Byte order (retitled)
Spencer W. Thomas
thomas at utah-gr.UUCP
Thu Apr 10 00:23:10 AEST 1986
The best (and most tongue in cheek) discussion I have ever seen about
this issue is a USC/ISI memo written by Danny Cohen, titled "On Holy
Wars and a Plea for Peace". The whole thing is about 33000 bytes, so I
won't post it, but I will give some excerpts. [Well, even my excerpts
come to about 1/3 of the original.]
IEN 137 Danny Cohen
U S C/I S I
1 April 1980
ON HOLY WARS AND A PLEA FOR PEACE
INTRODUCTION
This is an attempt to stop a war. I hope it is not too late and that
somehow, magically perhaps, peace will prevail again.

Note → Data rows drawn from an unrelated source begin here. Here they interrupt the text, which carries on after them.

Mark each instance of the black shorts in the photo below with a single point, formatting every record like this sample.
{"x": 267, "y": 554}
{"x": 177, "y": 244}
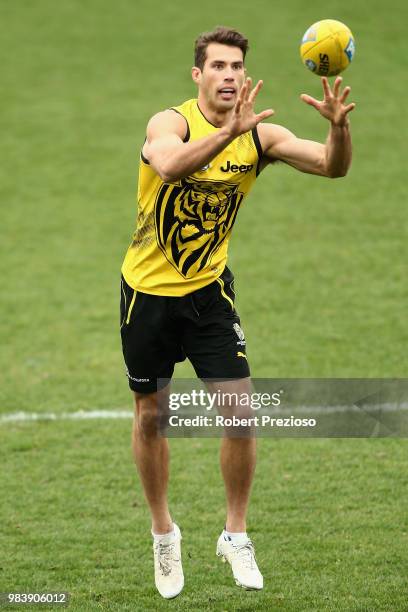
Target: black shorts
{"x": 158, "y": 331}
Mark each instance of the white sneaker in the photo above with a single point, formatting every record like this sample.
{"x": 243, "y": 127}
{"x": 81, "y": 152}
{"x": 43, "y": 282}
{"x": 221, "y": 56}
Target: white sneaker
{"x": 241, "y": 557}
{"x": 168, "y": 571}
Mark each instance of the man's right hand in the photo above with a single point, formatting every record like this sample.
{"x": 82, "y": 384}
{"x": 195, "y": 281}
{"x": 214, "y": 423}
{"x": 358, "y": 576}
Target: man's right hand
{"x": 243, "y": 118}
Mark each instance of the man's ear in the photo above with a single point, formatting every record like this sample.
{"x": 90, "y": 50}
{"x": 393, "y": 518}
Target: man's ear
{"x": 196, "y": 75}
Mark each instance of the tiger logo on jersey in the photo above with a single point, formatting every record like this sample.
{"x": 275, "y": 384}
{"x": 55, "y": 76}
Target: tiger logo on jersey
{"x": 192, "y": 221}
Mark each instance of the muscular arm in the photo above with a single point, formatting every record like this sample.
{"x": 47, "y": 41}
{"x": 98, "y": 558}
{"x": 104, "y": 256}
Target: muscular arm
{"x": 332, "y": 159}
{"x": 174, "y": 159}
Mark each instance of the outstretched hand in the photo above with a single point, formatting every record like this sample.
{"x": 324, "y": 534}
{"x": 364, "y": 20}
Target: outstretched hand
{"x": 333, "y": 106}
{"x": 244, "y": 118}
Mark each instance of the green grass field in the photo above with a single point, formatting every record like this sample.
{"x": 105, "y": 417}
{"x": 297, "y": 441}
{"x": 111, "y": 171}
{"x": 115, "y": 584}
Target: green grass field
{"x": 320, "y": 271}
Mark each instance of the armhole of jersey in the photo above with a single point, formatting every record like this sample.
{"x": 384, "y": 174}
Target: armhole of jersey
{"x": 185, "y": 139}
{"x": 257, "y": 142}
{"x": 187, "y": 136}
{"x": 144, "y": 159}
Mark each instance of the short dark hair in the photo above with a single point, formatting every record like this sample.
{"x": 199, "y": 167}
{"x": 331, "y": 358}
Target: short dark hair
{"x": 221, "y": 35}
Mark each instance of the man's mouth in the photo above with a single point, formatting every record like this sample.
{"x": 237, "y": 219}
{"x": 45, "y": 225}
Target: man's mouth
{"x": 227, "y": 92}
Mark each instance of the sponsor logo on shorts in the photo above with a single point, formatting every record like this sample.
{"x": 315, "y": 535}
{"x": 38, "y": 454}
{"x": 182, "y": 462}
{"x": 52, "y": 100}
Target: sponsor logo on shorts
{"x": 238, "y": 330}
{"x": 136, "y": 379}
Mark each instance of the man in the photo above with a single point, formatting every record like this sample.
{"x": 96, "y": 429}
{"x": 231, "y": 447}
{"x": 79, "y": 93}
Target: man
{"x": 198, "y": 162}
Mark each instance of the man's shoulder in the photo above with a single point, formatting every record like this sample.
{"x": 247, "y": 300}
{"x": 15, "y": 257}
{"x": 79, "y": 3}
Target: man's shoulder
{"x": 271, "y": 134}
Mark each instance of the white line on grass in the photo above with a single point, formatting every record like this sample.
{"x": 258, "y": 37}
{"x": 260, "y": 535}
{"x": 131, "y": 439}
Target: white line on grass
{"x": 81, "y": 415}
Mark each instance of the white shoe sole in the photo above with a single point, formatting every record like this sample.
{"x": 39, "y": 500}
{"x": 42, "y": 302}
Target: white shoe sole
{"x": 237, "y": 582}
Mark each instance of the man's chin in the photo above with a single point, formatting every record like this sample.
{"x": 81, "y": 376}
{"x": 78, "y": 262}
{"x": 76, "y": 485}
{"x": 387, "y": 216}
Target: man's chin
{"x": 225, "y": 104}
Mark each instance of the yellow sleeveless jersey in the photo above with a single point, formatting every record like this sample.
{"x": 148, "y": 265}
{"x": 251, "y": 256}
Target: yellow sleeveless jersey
{"x": 183, "y": 228}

The latecomers into the arena believe that the issue is: "What is the
proper byte order in messages?".
The root of the conflict lies much deeper than that. It is the question
of which bit should travel first, the bit from the little end of the
word, or the bit from the big end of the word? The followers of the
former approach are called the Little-Endians, and the followers of the
latter are called the Big-Endians. The details of the holy war between
the Little-Endians and the Big-Endians are documented in [6] and
described, in brief, in the Appendix. I recommend that you read it at
this point.
...
In a consistent order, the bit-order, the byte-order, the word-order,
the page-order, and all the other higher level orders are all the same.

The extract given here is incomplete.